Jake pictured during a 2001 visit to New York; six months to the day later, the Twin Towers of the World Trade Center, shown in the background, were attacked
Jake pictured during a 2001 visit to New York; six months to the day later, the Twin Towers of the World Trade Center, shown in the background, were attacked Jake pictured during a 2001 visit to New York; six months to the day later, the Twin Towers of the World Trade Center, shown in the background, were attacked

Twenty years passed before my next visit to the Towers, this time accompanied by my girlfriend who later that day became my fiancée after I proposed to her in Central Park.

It was March 11 2001; the photo shows me sitting beneath the doomed buildings six months to the day before they were attacked.

Like millions around the world, I watched 9/11 unfold on television. Having switched on just as the second plane hit, I thought I was watching a mock-up of the first attack as my brain fumbled to comprehend what was happening in front of my eyes.

For the next five hours I hardly moved as I sat numbed by the magnitude of the horror being played out across the Atlantic.

In November 2001, we returned to the US for our honeymoon in Florida. The country we had visited only months before was gone. Following the attack on Pearl Harbor in 1941, America had relaxed into a false security, believing itself impervious to attack.

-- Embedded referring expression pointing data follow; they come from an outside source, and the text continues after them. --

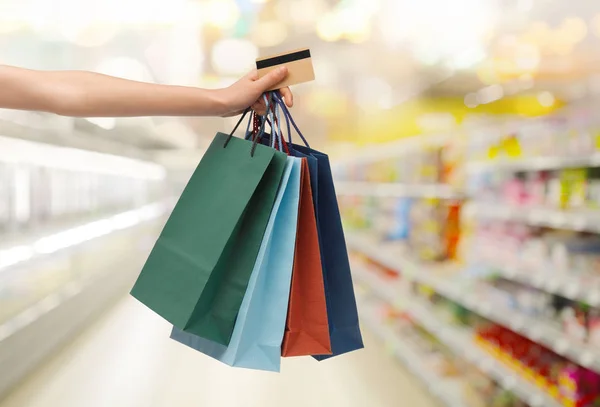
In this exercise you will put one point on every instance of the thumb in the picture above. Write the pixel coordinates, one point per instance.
(272, 78)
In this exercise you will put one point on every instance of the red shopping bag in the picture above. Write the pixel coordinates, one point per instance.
(307, 327)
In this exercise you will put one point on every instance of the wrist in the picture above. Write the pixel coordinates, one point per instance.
(220, 102)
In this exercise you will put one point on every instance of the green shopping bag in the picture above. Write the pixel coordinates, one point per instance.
(198, 271)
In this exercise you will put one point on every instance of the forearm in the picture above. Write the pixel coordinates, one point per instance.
(87, 94)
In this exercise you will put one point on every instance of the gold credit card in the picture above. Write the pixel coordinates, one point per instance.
(298, 63)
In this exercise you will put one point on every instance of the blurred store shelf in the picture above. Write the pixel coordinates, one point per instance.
(586, 220)
(462, 342)
(571, 286)
(536, 163)
(397, 190)
(447, 391)
(54, 285)
(460, 290)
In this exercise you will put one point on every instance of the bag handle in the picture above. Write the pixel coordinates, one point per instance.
(268, 101)
(288, 117)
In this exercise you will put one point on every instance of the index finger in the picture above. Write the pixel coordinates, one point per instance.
(287, 95)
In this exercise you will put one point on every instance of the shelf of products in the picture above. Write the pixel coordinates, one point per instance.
(397, 190)
(515, 258)
(588, 221)
(486, 301)
(461, 341)
(536, 374)
(536, 163)
(447, 391)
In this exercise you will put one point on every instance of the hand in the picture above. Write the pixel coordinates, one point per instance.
(248, 91)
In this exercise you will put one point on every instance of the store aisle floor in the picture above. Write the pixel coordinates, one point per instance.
(126, 359)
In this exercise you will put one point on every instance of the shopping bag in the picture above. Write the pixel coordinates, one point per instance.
(197, 273)
(307, 328)
(258, 332)
(344, 329)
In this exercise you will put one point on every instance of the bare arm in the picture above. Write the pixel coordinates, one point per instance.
(88, 94)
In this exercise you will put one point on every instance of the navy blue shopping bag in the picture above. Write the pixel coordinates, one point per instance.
(342, 312)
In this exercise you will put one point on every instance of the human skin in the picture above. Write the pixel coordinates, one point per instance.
(89, 94)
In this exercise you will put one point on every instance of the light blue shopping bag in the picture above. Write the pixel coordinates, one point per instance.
(260, 325)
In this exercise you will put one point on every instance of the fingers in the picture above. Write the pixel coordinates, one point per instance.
(271, 79)
(288, 97)
(252, 75)
(259, 107)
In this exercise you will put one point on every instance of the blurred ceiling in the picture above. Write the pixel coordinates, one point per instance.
(380, 64)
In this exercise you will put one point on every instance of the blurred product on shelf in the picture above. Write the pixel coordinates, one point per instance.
(539, 252)
(564, 189)
(424, 163)
(574, 134)
(573, 385)
(428, 225)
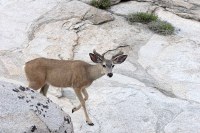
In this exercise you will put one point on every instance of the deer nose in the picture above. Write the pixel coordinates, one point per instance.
(110, 75)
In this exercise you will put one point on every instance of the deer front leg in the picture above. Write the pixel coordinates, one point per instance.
(82, 101)
(86, 98)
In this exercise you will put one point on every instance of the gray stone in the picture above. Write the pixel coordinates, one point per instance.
(25, 110)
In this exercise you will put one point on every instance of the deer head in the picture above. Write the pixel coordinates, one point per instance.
(108, 65)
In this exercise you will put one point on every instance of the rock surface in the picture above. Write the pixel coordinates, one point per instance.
(155, 90)
(24, 110)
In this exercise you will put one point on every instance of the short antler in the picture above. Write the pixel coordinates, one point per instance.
(95, 52)
(119, 53)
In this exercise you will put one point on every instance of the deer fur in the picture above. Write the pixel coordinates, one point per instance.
(42, 72)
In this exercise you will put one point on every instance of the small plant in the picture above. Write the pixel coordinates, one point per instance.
(161, 27)
(102, 4)
(142, 17)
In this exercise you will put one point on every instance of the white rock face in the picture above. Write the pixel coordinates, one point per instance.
(24, 110)
(155, 90)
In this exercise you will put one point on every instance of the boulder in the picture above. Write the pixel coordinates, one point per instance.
(25, 110)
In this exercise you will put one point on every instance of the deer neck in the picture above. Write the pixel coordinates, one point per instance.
(95, 71)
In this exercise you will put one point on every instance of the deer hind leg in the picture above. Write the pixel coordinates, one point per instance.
(85, 99)
(44, 89)
(82, 101)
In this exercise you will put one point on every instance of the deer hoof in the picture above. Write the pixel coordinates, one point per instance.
(74, 109)
(90, 124)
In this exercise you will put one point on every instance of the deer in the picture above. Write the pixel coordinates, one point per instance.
(77, 74)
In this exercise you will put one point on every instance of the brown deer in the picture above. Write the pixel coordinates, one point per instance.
(42, 72)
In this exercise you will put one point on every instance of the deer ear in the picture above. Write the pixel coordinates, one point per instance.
(119, 59)
(95, 58)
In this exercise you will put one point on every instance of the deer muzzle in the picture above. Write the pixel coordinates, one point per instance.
(110, 75)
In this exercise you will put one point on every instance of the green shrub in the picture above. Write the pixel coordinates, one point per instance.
(161, 27)
(142, 17)
(102, 4)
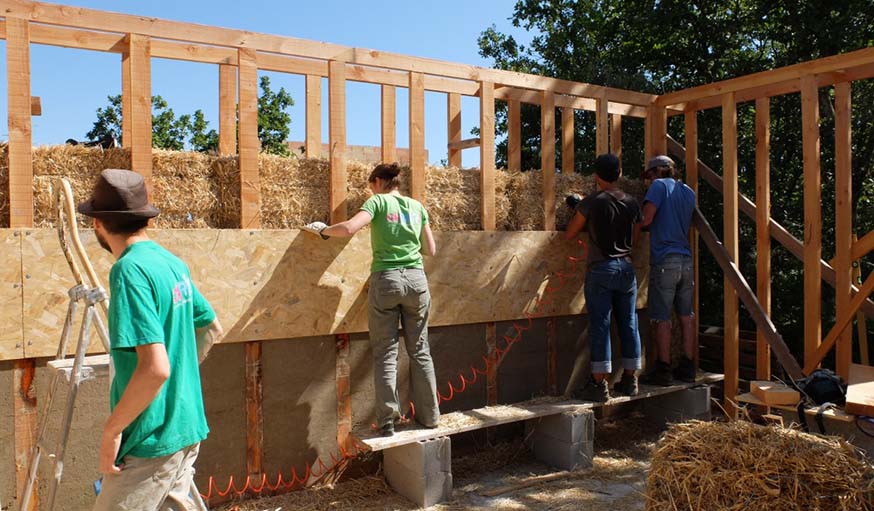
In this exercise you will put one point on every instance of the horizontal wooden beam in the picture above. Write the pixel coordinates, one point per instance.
(563, 101)
(832, 64)
(468, 143)
(746, 295)
(841, 324)
(77, 17)
(777, 89)
(778, 232)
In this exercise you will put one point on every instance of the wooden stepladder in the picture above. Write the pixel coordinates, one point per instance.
(66, 371)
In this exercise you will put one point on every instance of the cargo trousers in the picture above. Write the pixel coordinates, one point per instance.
(401, 295)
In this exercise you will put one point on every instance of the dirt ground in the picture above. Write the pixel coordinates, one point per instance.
(617, 480)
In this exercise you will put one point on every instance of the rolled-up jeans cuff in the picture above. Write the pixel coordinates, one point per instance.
(631, 363)
(604, 367)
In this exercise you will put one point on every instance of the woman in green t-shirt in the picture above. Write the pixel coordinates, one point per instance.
(398, 291)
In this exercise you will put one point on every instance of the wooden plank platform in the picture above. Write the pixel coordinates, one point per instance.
(479, 418)
(837, 414)
(93, 366)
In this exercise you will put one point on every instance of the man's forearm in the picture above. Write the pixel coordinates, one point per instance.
(206, 337)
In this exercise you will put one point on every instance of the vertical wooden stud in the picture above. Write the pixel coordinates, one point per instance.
(812, 217)
(843, 220)
(453, 111)
(417, 136)
(514, 135)
(249, 145)
(337, 132)
(730, 189)
(547, 158)
(389, 124)
(487, 155)
(20, 134)
(227, 109)
(763, 230)
(313, 142)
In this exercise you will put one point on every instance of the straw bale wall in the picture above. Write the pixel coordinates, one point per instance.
(196, 190)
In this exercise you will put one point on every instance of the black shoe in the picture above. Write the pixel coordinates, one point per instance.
(387, 429)
(685, 371)
(662, 375)
(599, 392)
(627, 385)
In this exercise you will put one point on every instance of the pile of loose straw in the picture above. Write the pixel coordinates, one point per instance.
(742, 466)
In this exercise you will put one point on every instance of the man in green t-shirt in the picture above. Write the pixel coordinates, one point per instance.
(160, 328)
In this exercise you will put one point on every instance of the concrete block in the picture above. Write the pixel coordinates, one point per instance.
(567, 427)
(681, 406)
(422, 471)
(563, 455)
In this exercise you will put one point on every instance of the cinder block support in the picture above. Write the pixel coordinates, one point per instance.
(563, 441)
(421, 472)
(685, 405)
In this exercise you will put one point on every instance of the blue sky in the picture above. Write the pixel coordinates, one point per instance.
(74, 83)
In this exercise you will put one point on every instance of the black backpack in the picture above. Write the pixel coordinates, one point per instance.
(823, 389)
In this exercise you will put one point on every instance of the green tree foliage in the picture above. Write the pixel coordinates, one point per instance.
(172, 132)
(667, 45)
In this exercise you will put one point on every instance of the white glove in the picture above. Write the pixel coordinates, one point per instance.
(316, 228)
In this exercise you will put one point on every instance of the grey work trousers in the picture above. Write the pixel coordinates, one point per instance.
(401, 295)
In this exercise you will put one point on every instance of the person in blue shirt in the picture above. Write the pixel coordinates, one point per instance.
(667, 212)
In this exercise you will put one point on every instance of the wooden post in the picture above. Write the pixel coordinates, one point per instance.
(514, 135)
(337, 135)
(492, 364)
(691, 130)
(313, 142)
(389, 124)
(763, 234)
(254, 411)
(551, 357)
(250, 146)
(487, 154)
(139, 96)
(843, 221)
(20, 145)
(616, 135)
(547, 158)
(602, 130)
(567, 140)
(812, 217)
(730, 236)
(25, 415)
(453, 111)
(417, 136)
(227, 109)
(659, 142)
(344, 392)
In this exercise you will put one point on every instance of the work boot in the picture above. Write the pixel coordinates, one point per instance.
(685, 371)
(599, 392)
(662, 375)
(627, 385)
(387, 429)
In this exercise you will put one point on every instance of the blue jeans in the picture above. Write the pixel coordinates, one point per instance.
(611, 285)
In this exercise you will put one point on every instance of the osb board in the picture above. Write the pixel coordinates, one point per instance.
(10, 296)
(282, 284)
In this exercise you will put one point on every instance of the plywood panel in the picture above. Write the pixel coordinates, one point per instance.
(286, 284)
(11, 334)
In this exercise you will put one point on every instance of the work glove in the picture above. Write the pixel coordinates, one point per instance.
(572, 200)
(316, 228)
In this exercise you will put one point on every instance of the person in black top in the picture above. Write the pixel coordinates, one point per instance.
(612, 220)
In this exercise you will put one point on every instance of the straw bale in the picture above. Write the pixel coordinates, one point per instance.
(741, 465)
(195, 190)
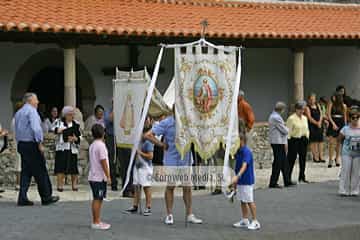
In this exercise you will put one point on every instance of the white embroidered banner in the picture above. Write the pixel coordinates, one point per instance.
(204, 88)
(129, 95)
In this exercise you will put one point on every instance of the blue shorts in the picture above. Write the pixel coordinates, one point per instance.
(98, 189)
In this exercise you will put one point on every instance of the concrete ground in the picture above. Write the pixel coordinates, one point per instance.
(307, 211)
(314, 172)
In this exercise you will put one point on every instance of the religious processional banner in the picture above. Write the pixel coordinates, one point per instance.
(129, 94)
(204, 88)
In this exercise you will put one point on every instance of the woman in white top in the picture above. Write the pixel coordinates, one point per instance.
(67, 148)
(349, 184)
(48, 123)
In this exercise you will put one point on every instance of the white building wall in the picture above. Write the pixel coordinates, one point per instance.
(266, 78)
(267, 73)
(328, 67)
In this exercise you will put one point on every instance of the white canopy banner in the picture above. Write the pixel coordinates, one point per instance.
(204, 89)
(129, 95)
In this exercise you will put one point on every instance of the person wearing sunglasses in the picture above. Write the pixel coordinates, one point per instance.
(349, 184)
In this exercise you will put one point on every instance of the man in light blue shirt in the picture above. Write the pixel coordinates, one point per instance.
(172, 158)
(29, 137)
(110, 144)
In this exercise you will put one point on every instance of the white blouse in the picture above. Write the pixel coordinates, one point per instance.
(61, 145)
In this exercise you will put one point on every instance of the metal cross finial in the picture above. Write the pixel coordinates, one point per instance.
(204, 23)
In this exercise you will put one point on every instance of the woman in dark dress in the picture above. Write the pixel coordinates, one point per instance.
(67, 148)
(315, 118)
(337, 115)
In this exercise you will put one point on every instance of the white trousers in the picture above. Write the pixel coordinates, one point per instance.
(350, 175)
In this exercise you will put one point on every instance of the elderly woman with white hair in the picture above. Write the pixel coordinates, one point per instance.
(278, 137)
(67, 148)
(298, 139)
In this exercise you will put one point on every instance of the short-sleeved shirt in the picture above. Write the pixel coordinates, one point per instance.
(351, 145)
(244, 155)
(109, 125)
(298, 127)
(167, 128)
(147, 147)
(97, 153)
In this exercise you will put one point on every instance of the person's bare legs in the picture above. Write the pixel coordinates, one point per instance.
(332, 144)
(337, 150)
(314, 151)
(60, 180)
(252, 207)
(147, 191)
(74, 182)
(321, 150)
(169, 199)
(244, 210)
(137, 193)
(17, 183)
(187, 199)
(96, 210)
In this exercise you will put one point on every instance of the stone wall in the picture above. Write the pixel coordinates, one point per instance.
(7, 159)
(259, 144)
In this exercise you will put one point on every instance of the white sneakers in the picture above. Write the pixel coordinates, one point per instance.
(244, 223)
(192, 219)
(254, 225)
(169, 219)
(101, 226)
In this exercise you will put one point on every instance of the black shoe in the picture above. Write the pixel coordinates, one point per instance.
(128, 194)
(216, 192)
(51, 200)
(132, 210)
(275, 186)
(291, 184)
(25, 203)
(304, 181)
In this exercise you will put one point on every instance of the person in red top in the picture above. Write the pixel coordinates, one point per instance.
(245, 112)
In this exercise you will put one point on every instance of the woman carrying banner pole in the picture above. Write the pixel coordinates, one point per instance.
(172, 159)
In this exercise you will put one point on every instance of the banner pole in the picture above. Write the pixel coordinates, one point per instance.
(232, 118)
(140, 126)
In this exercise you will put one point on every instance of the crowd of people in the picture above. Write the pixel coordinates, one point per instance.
(308, 125)
(311, 123)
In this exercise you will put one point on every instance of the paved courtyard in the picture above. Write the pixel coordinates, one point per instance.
(310, 211)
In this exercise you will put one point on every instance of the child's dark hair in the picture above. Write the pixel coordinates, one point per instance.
(147, 128)
(98, 131)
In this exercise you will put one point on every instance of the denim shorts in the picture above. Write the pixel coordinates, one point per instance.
(98, 189)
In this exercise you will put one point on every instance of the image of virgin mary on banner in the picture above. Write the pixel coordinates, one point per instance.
(204, 88)
(129, 95)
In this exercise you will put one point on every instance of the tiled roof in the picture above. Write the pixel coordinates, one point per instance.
(181, 18)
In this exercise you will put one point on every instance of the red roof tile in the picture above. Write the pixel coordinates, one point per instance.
(180, 18)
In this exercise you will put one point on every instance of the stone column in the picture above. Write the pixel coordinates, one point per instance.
(298, 75)
(70, 77)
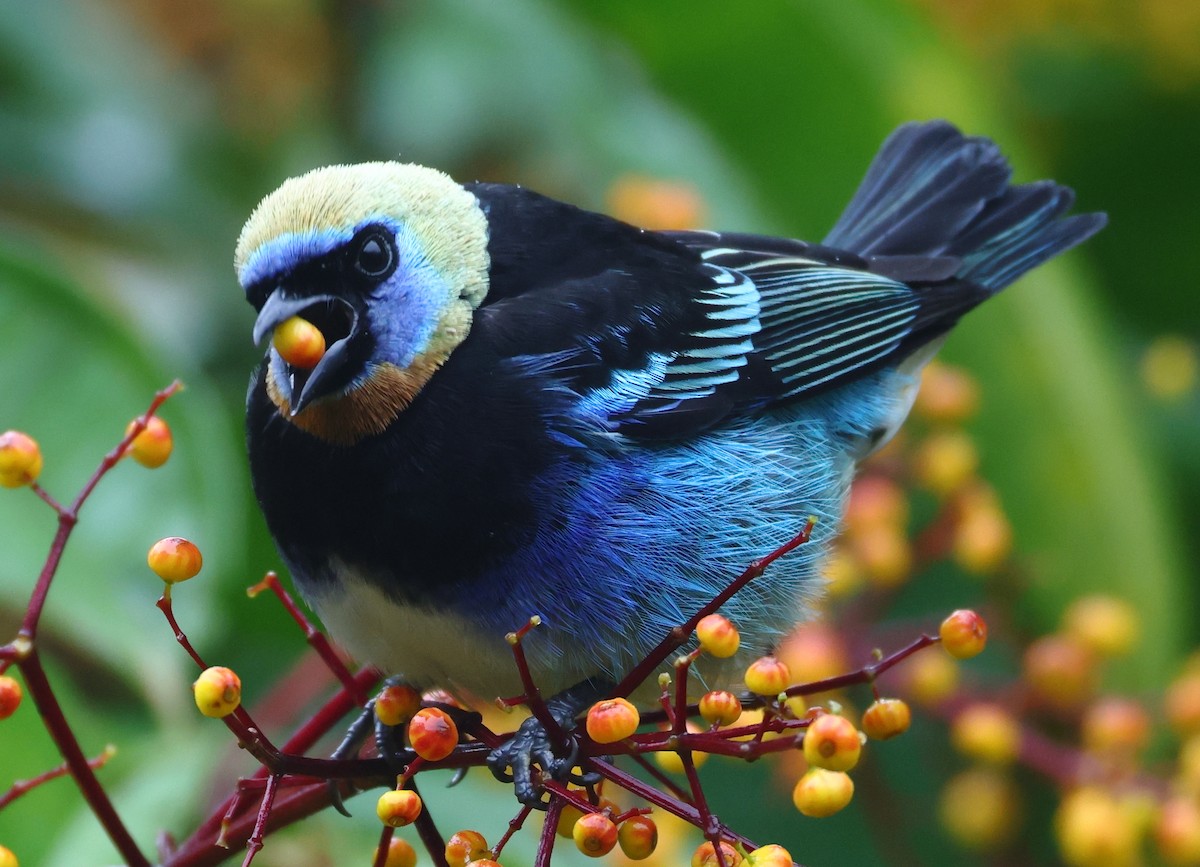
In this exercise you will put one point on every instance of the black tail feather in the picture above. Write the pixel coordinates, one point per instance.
(933, 191)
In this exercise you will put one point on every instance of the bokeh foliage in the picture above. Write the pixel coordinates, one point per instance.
(135, 137)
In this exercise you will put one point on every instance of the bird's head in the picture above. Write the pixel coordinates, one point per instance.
(389, 261)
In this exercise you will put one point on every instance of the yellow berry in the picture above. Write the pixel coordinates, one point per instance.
(832, 742)
(594, 833)
(772, 855)
(397, 704)
(299, 342)
(612, 719)
(821, 793)
(706, 855)
(981, 808)
(886, 718)
(767, 676)
(720, 707)
(400, 854)
(946, 461)
(174, 560)
(885, 554)
(153, 446)
(465, 847)
(217, 692)
(1095, 831)
(399, 807)
(1105, 625)
(21, 459)
(947, 395)
(964, 634)
(718, 635)
(432, 734)
(1061, 670)
(639, 837)
(10, 695)
(987, 733)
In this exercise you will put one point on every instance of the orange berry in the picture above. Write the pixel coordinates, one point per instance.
(174, 560)
(813, 652)
(594, 833)
(885, 554)
(981, 808)
(946, 461)
(983, 537)
(832, 742)
(465, 847)
(10, 695)
(299, 342)
(1115, 724)
(772, 855)
(767, 676)
(987, 733)
(400, 854)
(931, 677)
(821, 793)
(639, 837)
(612, 719)
(947, 395)
(886, 718)
(153, 446)
(874, 501)
(1104, 625)
(21, 459)
(217, 692)
(432, 734)
(1061, 670)
(1177, 831)
(397, 704)
(706, 855)
(1182, 704)
(1092, 829)
(718, 635)
(655, 204)
(399, 807)
(964, 634)
(720, 707)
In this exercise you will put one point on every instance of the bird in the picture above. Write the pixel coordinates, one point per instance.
(531, 408)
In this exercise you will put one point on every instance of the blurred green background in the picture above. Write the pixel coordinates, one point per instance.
(137, 135)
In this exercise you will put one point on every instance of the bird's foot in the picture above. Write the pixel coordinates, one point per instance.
(533, 753)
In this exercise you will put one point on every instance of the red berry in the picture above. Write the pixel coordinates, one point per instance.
(594, 835)
(432, 734)
(718, 635)
(217, 692)
(612, 719)
(964, 634)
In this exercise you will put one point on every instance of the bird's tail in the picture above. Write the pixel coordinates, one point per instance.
(934, 192)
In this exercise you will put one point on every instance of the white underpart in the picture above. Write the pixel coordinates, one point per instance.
(424, 646)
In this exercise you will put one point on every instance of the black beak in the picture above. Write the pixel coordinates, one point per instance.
(337, 321)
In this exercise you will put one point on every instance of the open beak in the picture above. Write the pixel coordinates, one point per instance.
(337, 321)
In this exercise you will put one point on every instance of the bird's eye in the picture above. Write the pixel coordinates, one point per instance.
(375, 255)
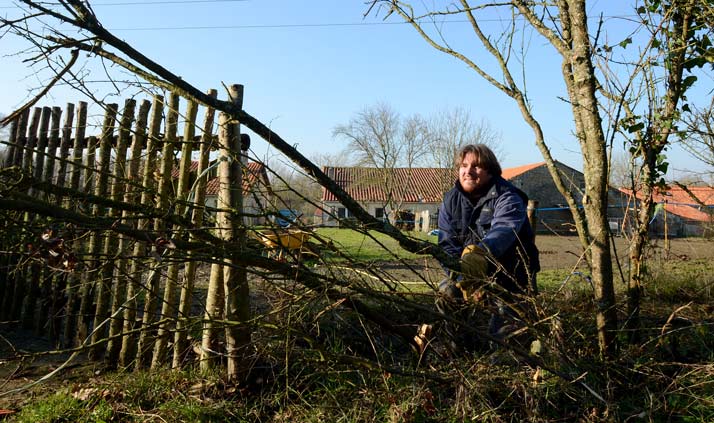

Its vulnerability was exposed by 9/11, and people's reaction was clear to see as every car, house and business flew an American flag of every size imaginable. Such jingoistic shows of patriotism for me indicated insecurity, as I've long believed there to be an inversely proportionate relationship between people's confidence in their country and the number of flags flown.

We made a pilgrimage back to New York in 2016 to visit One World Trade Center, the 'reflecting absence' 9/11 Memorial and Museum. The museum is situated beneath where the towers had stood and houses a collection of artefacts which tell the story of 9/11 victims, the brave first responders who died trying to save them and the rebuilding of the WTC site.

Museum volunteers include those who lost someone in the attack, humanising the story with their own personal experiences. One such volunteer told us about his sister, poignantly bringing a human face to the tragedy.

Thankfully, New York is resilient, and while embracing its past, the city refuses to be defined by it. Our last visit was in February 2020, just before Covid hit. This time, our children joined us and it was a pleasure to introduce them to a city we love and look forward to visiting again, when allowed.

No other city in the world is so good they named it twice... apart from Derry/Londonderry of course.